Our country needs a fresh start on the environment. Instead to giving billion dollar subsidies every year to the oil industry, the federal government could use that money to invest in solar, wind and geothermal energy production, creating tens of thousands of new jobs and cleaning up our environment.
What to ask your local candidates:
When will you end the billion-dollar, tax-payer funded subsidies to Big Oil? Will you commit now to investments in environmentally-friendly forms of energy?
What will you do to ensure Canada lives up to its international responsibilities and reduces greenhouse gas emissions?
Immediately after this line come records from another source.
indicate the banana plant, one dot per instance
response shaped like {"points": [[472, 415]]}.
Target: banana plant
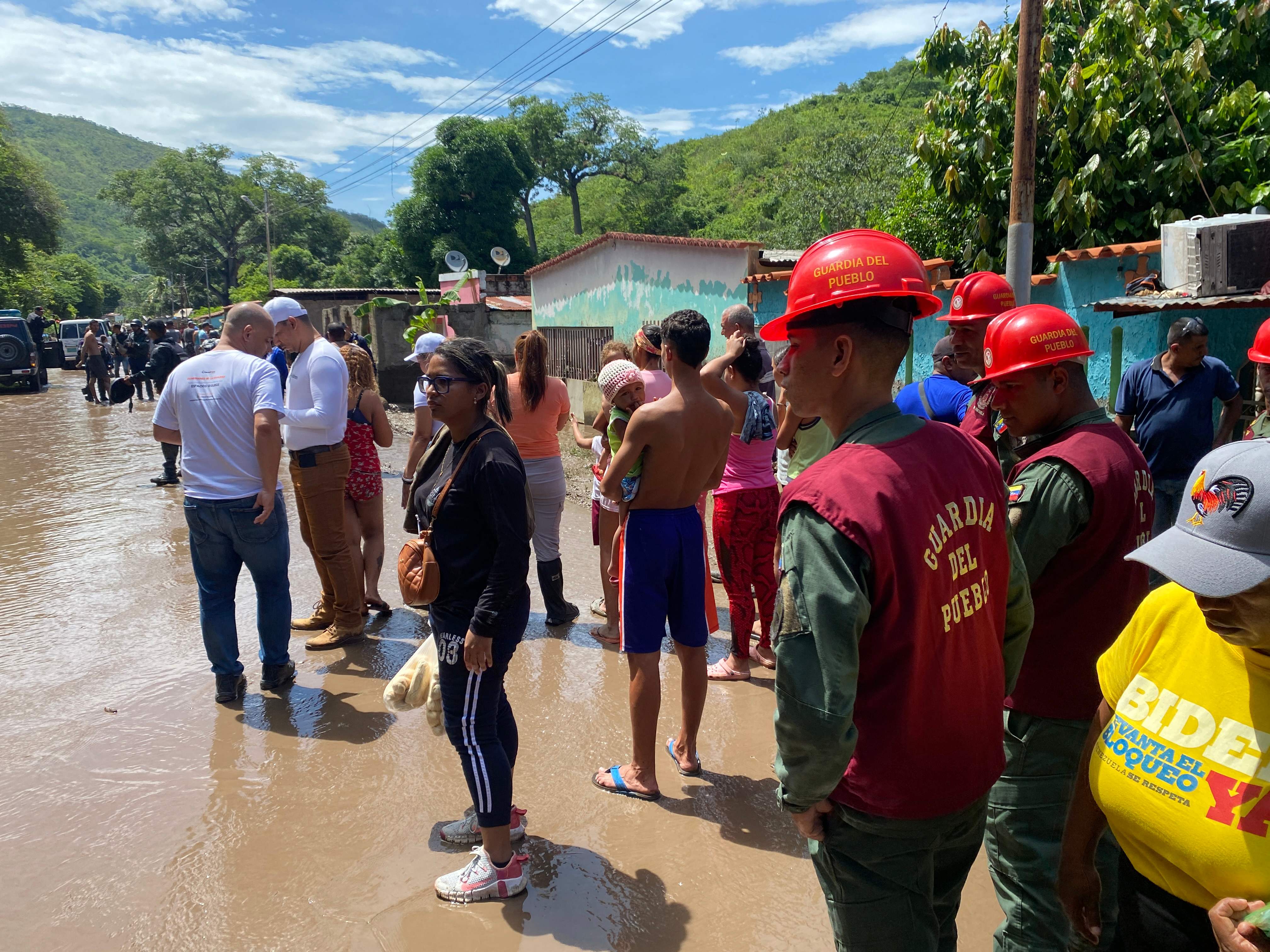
{"points": [[426, 322]]}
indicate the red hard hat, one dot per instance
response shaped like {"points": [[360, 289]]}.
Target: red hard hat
{"points": [[978, 296], [1033, 336], [1260, 349], [851, 266]]}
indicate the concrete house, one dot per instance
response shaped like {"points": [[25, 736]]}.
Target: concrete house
{"points": [[614, 285]]}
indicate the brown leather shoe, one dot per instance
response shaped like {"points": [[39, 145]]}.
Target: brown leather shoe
{"points": [[322, 619], [335, 637]]}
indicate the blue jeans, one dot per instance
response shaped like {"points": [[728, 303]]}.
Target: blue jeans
{"points": [[223, 539]]}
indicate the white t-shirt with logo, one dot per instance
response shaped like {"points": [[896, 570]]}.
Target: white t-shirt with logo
{"points": [[317, 398], [213, 399]]}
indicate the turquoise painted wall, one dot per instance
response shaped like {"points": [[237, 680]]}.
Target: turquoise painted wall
{"points": [[637, 296], [1079, 286]]}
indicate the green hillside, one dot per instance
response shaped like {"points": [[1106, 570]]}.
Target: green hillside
{"points": [[79, 156], [361, 224], [844, 154]]}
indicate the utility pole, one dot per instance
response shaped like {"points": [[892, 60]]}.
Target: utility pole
{"points": [[268, 241], [1023, 184]]}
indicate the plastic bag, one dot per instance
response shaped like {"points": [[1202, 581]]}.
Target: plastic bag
{"points": [[418, 685], [1260, 918]]}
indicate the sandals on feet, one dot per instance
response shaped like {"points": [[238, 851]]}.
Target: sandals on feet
{"points": [[719, 671], [621, 789]]}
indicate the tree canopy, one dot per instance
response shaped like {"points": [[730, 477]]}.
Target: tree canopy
{"points": [[190, 207], [31, 214], [1150, 112], [465, 199]]}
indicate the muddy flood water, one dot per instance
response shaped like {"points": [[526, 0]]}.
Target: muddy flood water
{"points": [[138, 814]]}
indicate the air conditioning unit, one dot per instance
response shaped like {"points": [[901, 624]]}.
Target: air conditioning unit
{"points": [[1208, 257]]}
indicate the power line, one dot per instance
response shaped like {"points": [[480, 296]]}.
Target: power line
{"points": [[361, 174], [475, 79], [352, 182]]}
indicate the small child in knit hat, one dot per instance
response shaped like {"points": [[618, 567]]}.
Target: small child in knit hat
{"points": [[623, 386]]}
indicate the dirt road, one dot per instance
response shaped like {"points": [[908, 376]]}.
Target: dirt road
{"points": [[140, 815]]}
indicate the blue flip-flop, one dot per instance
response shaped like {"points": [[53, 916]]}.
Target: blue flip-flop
{"points": [[621, 789], [694, 772]]}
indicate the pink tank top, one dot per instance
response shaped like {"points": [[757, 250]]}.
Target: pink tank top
{"points": [[750, 465]]}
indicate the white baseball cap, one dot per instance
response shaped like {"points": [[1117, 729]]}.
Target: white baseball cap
{"points": [[426, 344], [280, 309]]}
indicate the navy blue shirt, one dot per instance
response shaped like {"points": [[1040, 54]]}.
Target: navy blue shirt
{"points": [[1174, 421], [948, 399], [279, 360]]}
How much does your party plan to invest in public transportation? Where will the money come from?
DEMOCRACY
Canada is one of the few countries in the world which continues to use a Plurality voting system (“First Past the Post”). This has allowed parties with a minority of the vote to form majority governments and dictate policy. Other countries around the world are flocking to electoral systems based on proportionality.
At the same time, more power is being held in the hands of the Prime Minister’s Office. The democratic credentials of the Stephan Harper government are exceptionally slim, especially with the passage of Bill C-51. Real democratic reform must be a central issue in this election campaign.
What to ask your local candidates:
Will your party commit to reforming our electoral system? Do you support a system of proportional representation, where a party receives the percentage of seats in the House of Commons that corresponds directly to its vote in an election?
Will you commit now to abolishing the senate, an outdated institution filled with political appointees who have little in common with working Canadians and the challenges they face?
What specific policies will to implement to increase transparency in government? What will you do to ensure that organizations and individuals, both in and out of government, are free to criticize political leaders and blow the whistle on unlawful activities?